ACLED, um monitor de guerra, descreveu o sucesso dos militares como “limitado no contexto do conflito geral”. Num briefing este mês, Su Mon, analista sénior da ACLED, escreveu que os militares “estão numa posição fraca antes do golpe de 2021 e da Operação 1027 e são incapazes de exercer o controlo efectivo sobre as áreas que retomaram recentemente”.
Ainda assim, Khin Ja Win disse que os ganhos dão aos militares “mais confiança para prosseguir com as eleições”.
Espera-se que o Partido União Solidariedade e Desenvolvimento, apoiado pelos militares e que apresentou mais candidatos, forme o próximo governo.

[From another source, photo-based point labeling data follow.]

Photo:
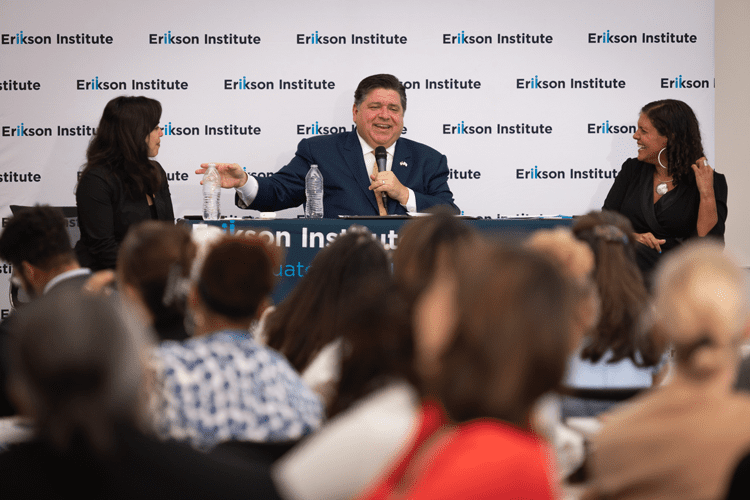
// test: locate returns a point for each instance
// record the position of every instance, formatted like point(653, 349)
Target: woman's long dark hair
point(155, 256)
point(347, 294)
point(120, 144)
point(676, 121)
point(620, 284)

A Liga Nacional para a Democracia de Aung San Suu Kyi foi dissolvida e ela permanece anônima, enquanto outros partidos menores da oposição estão impedidos de participar.
Khin Zaw Win disse que não esperava que a eleição “afetasse a guerra de forma significativa” e que os militares “poderiam ser iludidos e buscar uma vitória militar total”.
Mas, por outro lado, a China poderia ajudar a diminuir a escalada, disse ele.
“Os esforços de mediação da China estão orientados para um acordo negociado”, observou ele. “Ele espera uma ‘vingança’ e não quer uma guerra prolongada que prejudique os seus interesses maiores.”
Jaheena Rasheed escreve e reporta de Kuala Lumpur, Malásia, e Cape Diamond reporta de Yangon, Mianmar.